PeerToPeerBanList

MeatballWiki | RecentChanges | Random Page | Indices | Categories

Introduction

BanLists, or blackhole lists as they are also called, should not be centralized as that leads to a number of failure modes. First, LimitTemptation. Any one who maintains such a list attracts the spammers to attack them, as they are a ConcentrationOfPower and PowerIsCriticism. Second, if one bad link goes into that list, say from one angry individual seeking revenge upon another, every site dependent on that list will suffer.

Instead, a better solution would be decentralized. At an extreme, each site would maintain its own Banlist. This will DevolvePower to individuals who can then control what they want to ban or not. However, the burden of maintaining your own BanList is extreme. It will DivideAndConquer? the individual OnlineCommunitiesAreCityStates and allow the OrganizedCrime? of spammers to overwhelm each individuals. It's more efficient to collaborate with each other.

Therefore, the best solution would be PeerToPeer. Based on the protocol we developed for exchanging the InterMapTxt files, there is no central authority with power over the rest. Rather, individual communities will import data from close, trusted neighbours. This relationship need not be bilateral, and it may even be anonymous. All that a community need do is publish its BanList.

Once published, a subscribing community has to do is scrape the list and merge it with their own. With a large network of subscriptions, a single spam event will result in a ban across a wide number of communities. Further, the quality of those links will be at least marginally guaranteed by the TrustMetric formed implicitly by the SocialNetwork? of the communities. If one errant GodKing decides to ban a person out of anger and thus poison the well, then downstream communities may seek to remove that community from the pool.

The only obligation on the part of a community is to publish their list and maintain some sort of integrity over that list. The only requirement to join the network is to find some trusted BanLists to import into your own list.

See the TINSEL protocol on DailyMe for a similar approach for news. This is the same protocol we proposed for the InterMapTxt.

ForgiveAndForgetInSoftware

Individual communities may want to ForgiveAndForget the banned links after a certain period of time for two reasons. One, the server load of checking hundreds of patterns against each save will become excessive. Pruning the list will be necessary after a while. Two, some of the banned IPs or regexes will no longer be controlled by spammers or CommunityExiles after a while, and so they should be given a second chance.

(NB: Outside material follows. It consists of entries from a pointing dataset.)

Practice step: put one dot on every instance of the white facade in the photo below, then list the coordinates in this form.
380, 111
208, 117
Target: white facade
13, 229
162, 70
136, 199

Due to the nature of the protocol which is based on accumulating banned patterns, one cannot simply delete patterns from your own list. The deleted pattern will be resurrected the next time you synchronize with a list that also has the pattern. If the two lists are mutually subscribed, it will be impossible to remove a pattern unless both do so simultaneously.

Instead, each local site will need also to maintain a list of retired or forgiven patterns that they will remove from the actual BanList. This list should not be published, or if it is, it should not be imported. If it is also published and imported just like the BanList, then an attacker can quickly seed the network with his own pattern and thus disable the network against his attack.

CommunityExiles

Some people will be keen to use their BanList to eliminate certain sociopaths that are troubling them. One community's problem user is another's friend. This is dangerous, although predictable. As stated, the best solution is to eliminate subscriptions from sites that create these kinds of social problems for you.

Another solution is to maintain two separate BanLists. One for spam and another for CommunityExiles. The spam list will be the one spread around in a network.

Network lag and its effects

The problem with all encoded SocialNetwork?s is that they lag behind the reality of the social organization. If one site in the network begins publishing bad patterns, it will take a long time before that site is removed from the network, as first someone must notice the problem and track down its source. Then either the source must be convinced they are errant, or its neighbours must be convinced to unsubscribe from the errant source. Failing that, the neighbours' upstream subscribes must be convinced to unsubscribe.

Identifying all the source's neighbours is of course impossible since the model is based on HTTP fetches, which are essentially anonymous. It will be unlikely you will be given access to the full list of IPs that have loaded that BanList, and even if you had, it won't help you identify all the subscribers.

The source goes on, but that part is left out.